Since school let out on 2 June, I guess I've read 5 books, the best of which has been The Help by Kathryn Stockett. My mother loaned me her hardback copy and gave it glowing reviews. I've always been drawn to stories about and by African-American women (The Color Purple being my all-time favorite book, one I've read several times), so I knew I would also appreciate Stockett's story about "colored" maids in 1960s Jackson, Mississippi. The writing is clear and true and the experiences of these women gave me a lot to think about, much to feel. I won't give too much away, but the plot largely revolves around finding a voice through writing, another concept I've always found comforting and emotional and powerful. I've given a lot of thought to the different mothering styles in the book, the ways what your mother tells you when you're little can build you up to be more than you ever thought, provide you a safety and security that comes with being loved and delighted in unconditionally, or how a mother can cut you down and hold you back and leave you feeling discounted, ignored, misunderstood. How black women could mother white children only up until the point their parents' prejudices and hatred became their own. Almost everything about maid Aibileen makes me cry:
"She turn from the birdbath and smile and holler, 'Hi, Aibee. I love you, Aibee," and I feel a tickly feeling, soft like the flap a butterfly wings, watching her play out there. The way I used to feel watching Treelore. And that makes me kind a sad, memoring. After while, Mae Mobley come over and press her cheek up to mine, and she just hold it there, like she know I be hurting. I hold her tight, whisper, 'You a smart girl. You a kind girl, Mae Mobley. You hear me?' And I keep saying it till she repeat it back to me."
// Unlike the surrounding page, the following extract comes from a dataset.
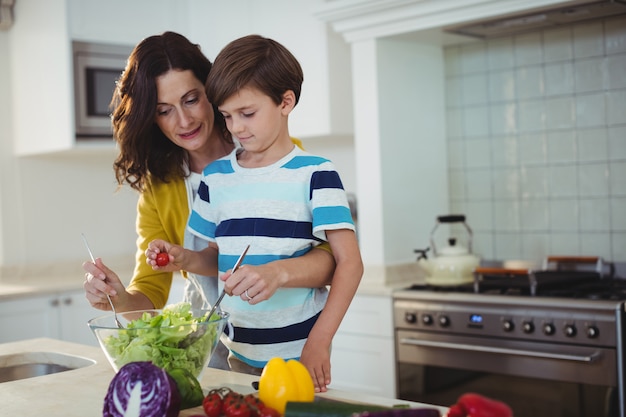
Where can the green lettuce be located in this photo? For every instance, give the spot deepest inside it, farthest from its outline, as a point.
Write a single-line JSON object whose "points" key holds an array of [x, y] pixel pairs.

There's also an exploration of how friendships evolve over time, how sometimes you realize things about people you've always known that you wish you hadn't, that sometimes you have to cut ties. Alternately, there are friends who guard your secrets, watch out for and over you, friends who will sit at your kitchen table with you late at night and sort out whatever needs sorting with you. I didn't want this one to end... (I'm thinking now about how Aibileen was a reader just like me, how getting books smuggled to her from the "white" library gave her the same joy, the same open mind, the same depth of feeling, which again makes me cry.)
I've otherwise been stuck on a theme in my reading, World War 2, starting back with The Book Thief, then Sarah's Key and The Diplomat's Wife, all centered on the Germans and the Holocaust. Then The Piano Teacher which, like Shanghai Girls, focused on the war in the Pacific. Maybe I'm drawn to these stories because both of my grandfathers fought in the war, one against the Germans, the other in the Pacific. I know just reading historical fiction can't even begin to adequately show me their experiences, but somehow reading about that time period gives me a little glimpse, a little more understanding, I guess. Such a fascinating and horrifying and poignant time in history. Not so long ago really, but also a world away from my own life today.
Today I finished Elizabeth Berg's Dream When You're Feeling Blue, a book I found at the thrift store a couple of weeks ago. This story follows 3 beautiful sisters and the various soldiers they correspond with during the war. Wouldn't I love to have all the letters to and from my grandfathers? Who wrote to them? I especially noted a passage summing up what one soldier had written to oldest sister Kitty:
"He thought times like this could galvanize people into a certain kind of unity but could also make for unexpected changes in the individual, for strange contradictions. He said he himself had begun to feel the need to be alone most of the time. And yet he also felt a kind of love and compassion for humanity far greater than what he'd ever felt before. He found it hard to blame the war on any one person. He thought that, despite witnessing--and taking part in--such unimaginable violence, most soldiers would come home from the war wanting never to hurt anything again.
"He told her about boys who came back from the battle vacant-eyed, their hands shaking, who in a few hours' time were ready to smile and joke again and then eager to rejoin those at the front. He said that extinguishing life in another seemed to make you unspeakably grateful for your own, indeed for life in general. For a few hours after a battle, Hank said, everything the men looked at seemed caressed by their eyes. They were such young boys. They were such old men."
I'll be thinking of William Archie Curtis and Julian Jasper Cowan when we celebrate the 4th this weekend, as I do on any holiday or moment with a patriotic slant. I'll never really know what those two went through, and I'll never be able to really define how I feel about what they did, the young boys they were, the old men I watched them become. But I'll think of them kindly and generously, as Hank described, as men who saw and felt so much pain that they never wanted to hurt anything again. My whole life they've been so very kind, so very generous, to me.